With python csv module, why does creating a list of identical values speed up creation of a list of rows?

Question

I'm reading a large csv file (more than 4 million rows) using the invaluable csv module in Python. In timing various approaches, I've come across an unintuitive result.

If I run the following script it takes about 11-12 seconds. b is created almost instantly after a.

r = csv.reader(open("data.csv", "rb"), delimiter=";")
a = [None for row in r]
b = [row for row in r]

But if I run a similar script that doesn't create a at all, the code takes longer (21-22 seconds):

r = csv.reader(open("data.csv", "rb"), delimiter=";")
b = [row for row in r]

I can comprehend why the creation of b takes almost no time after a has already been created. But I would have thought (naively) that the second code block, in which only b is created and not a, would be the faster script. At the risk of appearing un-Pythonic, I'm interested to know if anyone can explain why creating a and then b is almost twice as fast as creating b alone.

Furthermore, if this speed boost is consistent across more complicated operations, are there good reasons (other than style/readibility concerns) not to take advantage of it? Are savvier Python programmers than I already achieving the same time savings with some conventional method I've never heard of?

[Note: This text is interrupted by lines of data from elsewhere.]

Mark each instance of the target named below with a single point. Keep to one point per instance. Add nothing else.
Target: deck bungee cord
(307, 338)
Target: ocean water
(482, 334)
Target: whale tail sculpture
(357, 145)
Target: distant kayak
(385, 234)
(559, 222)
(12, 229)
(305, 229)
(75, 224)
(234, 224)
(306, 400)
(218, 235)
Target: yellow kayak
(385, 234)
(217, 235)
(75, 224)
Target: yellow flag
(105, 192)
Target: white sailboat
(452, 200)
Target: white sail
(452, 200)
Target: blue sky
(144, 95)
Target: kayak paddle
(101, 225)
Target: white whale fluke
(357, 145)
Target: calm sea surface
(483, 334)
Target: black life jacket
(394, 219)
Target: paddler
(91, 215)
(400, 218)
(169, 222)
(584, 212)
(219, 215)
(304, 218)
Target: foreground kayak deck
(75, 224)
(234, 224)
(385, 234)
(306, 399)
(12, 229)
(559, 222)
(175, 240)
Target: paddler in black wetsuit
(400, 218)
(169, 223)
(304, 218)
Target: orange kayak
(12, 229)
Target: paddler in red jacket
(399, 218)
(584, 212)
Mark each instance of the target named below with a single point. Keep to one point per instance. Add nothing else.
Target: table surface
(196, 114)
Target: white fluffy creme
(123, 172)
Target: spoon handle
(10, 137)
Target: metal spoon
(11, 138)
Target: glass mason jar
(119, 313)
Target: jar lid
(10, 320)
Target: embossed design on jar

If I construct a using, say, an integer instead of None, I get the same result. If instead of iterating over a csv.reader object I iterate over open("data.csv", "rb").readlines(), the timing is as I expect it to be: creating b alone is faster than creating a then b. So the time disparity presumably has something to do with the properties of a csv.reader object, or of a more general class of objects like it. If I create b prior to a, the time is about the same as if I created b alone.

Some notes:

• Creating b prior to a takes the same time as creating b alone.
• I'm not running these line-by-line in interactive mode. I'm running each as a separate script.
• I'm not really trying to create a list full of ones with the same length as r, or a list of the rows in r.
• In case it matters, I'm running Python 2.7.3, using the Enthought Python distribution 7.3-2, on 64-bit Windows 7.

Answer 1

Have you looked at b in your first example? It's empty because r was exhausted by the first list comprehension. All rows have already been iterated over, and - as @soulcheck has pointed out - it's much faster to create a list of 4 million Nones than a list that contains 4 million sublists.

Answer 2

This might give some insight. Let's take a short example of a csv file with 10 lines and compare this:

import csv
from collections import Counter

r = csv.reader(open('foo.csv'))
a = [id(row) for row in r]

r = csv.reader(open('foo.csv'))
b = [row for row in r]
b_id = [id(row) for row in b]

c1 = Counter(a)
c2 = Counter(b_id)

print c1
print c2

This results in

Counter({139713821424456: 5, 139713821196512: 5})
Counter({139713821196512: 1, 139713821669136: 1, 139713821668776: 1, 139713821196584: 1, 139713821669064: 1, 139713821668560: 1, 139713821658792: 1, 139713821668704: 1, 139713821668848: 1, 139713821668632: 1})

In other words, in a, we reused the same memory over and over. Since the list comprehension for a does not retain any reference to the row, it will be garbage collected right away, opening that memory up for reuse. If we hold onto it, naturally, we'll have to allocate memory for each new list.